Yes. Of course. Very silly.

“Ah hah! ” said Bibbie, and pulled a book from the shelf. “Here we go. Shadbolts Through The Ages. Technically it’s a restricted text but I’ll say this for Great-Uncle Throgmorton-he didn’t give a toss about silly rules.” She tossed it onto the library’s deep, wingback reading chair. “I’m sure there’s at least one more, so come on, Mel. Keep searching. Sir Alec could come back any tick of the clock and I want to be ready for him. I don’t think I could stand one more of his withering looks.” She pulled a face. “I’m a girl, not an amoeba, but I don’t think he’s noticed.”

She had to smile. “Don’t be so sure. I mean, he’s middle-aged, Bibs. Not blind.”

“Oh, you,” said Bibbie, shifting to the next bookcase. “You’re as bad as Reg, you are.”

“Now, now,” she said, still smiling. “I’m sure there’s no need to get nasty, Emmerabiblia.”

Bibbie pouted. “Spoilsport.”

“Well, you know. I try my best.”

A cheerful fire crackled in the library’s small fireplace, throwing warm light and dancing shadows. Its four walls were lined ceiling to carpet with bookcases, and the bookcases were crammed tight with books. It was her favorite room in Monk’s house. Most of the collection he’d inherited from his rule-breaking great-uncle Throgmorton, a noted thaumaturgical bibliophile. His own books he’d jammed in around the edges, which was making the search for shadbolt texts something of a challenge.

The library door opened as she moved on to the next row, and Monk came in carrying a tray with a teapot, and four mugs. Reg flapped in behind him and landed on the back of the nearest chair.

“Did you remember biscuits?” said Bibbie, turning.

“No,” said Monk, and scowled at Reg. “Why didn’t you remind me?”

The bird rolled her eyes. “Because, sunshine, and I quote: ‘Offer me one more piece of advice about how to make a bloody cup of tea, Reg, and I swear I’ll transmog you into a boot.’ ”

“Never mind,” said Bibbie. “I’ll fetch some.”

“Not without me, you won’t,” said Reg. “You always pick the ones I don’t like.”

She and Bibbie left the library, bickering. Monk held out the tray. “The red mug. Milk and three sugars.”
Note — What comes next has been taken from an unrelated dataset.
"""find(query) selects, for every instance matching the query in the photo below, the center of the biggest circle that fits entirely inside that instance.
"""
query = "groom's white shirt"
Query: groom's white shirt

Taking her tea, Melissande perched on the edge of the wingback chair. “Tell me the truth, Monk. Do you really think we can get Gerald back?”

He put the tray on the library’s low table, then shoved his hands in his pockets. “If he is where we think he is… I think there’s a chance.”
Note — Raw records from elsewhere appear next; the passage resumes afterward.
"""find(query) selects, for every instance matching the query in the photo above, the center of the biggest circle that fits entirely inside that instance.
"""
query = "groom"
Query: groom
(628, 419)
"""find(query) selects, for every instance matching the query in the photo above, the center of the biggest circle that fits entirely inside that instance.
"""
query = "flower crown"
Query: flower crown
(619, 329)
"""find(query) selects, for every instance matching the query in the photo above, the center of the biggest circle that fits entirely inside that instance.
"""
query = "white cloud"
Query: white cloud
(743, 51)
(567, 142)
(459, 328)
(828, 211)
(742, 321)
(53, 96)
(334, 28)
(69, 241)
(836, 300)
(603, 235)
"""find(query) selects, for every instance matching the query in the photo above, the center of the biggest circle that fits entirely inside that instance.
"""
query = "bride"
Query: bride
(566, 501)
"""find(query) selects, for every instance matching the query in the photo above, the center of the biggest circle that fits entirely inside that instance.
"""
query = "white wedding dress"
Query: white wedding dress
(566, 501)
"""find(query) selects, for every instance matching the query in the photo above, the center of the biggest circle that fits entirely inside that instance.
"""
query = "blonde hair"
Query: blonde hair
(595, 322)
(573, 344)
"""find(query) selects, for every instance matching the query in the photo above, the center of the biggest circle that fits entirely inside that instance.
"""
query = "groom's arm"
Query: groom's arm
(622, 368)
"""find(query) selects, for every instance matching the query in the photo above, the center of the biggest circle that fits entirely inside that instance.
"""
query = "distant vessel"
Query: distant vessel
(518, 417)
She felt her stomach lurch. “Only a chance?”

“Mel…” Ignoring his own mug of tea, Monk rubbed a hand over his tired face. “If he is where we think he is-” He shook his head. “It’s very bad.”

“I understand that, but-he’ll have me, won’t he? I mean, the other me. And he’ll have the other Bibbie. And Reg. He won’t be alone.”

“Mel, you heard the other Monk as well as I did,” he said, looking at her with eyes full of not-quite-stifled fear. “The other you, the other Bibbie… something’s not right there. We can’t assume he’s got anyone to help him.”

Fingers wrapped tight around the red mug, she took a sip of tea. The heavy porcelain chattered against her teeth. I heard him say he loved me. “Then that’s more reason to help. You are going after him, aren’t you?”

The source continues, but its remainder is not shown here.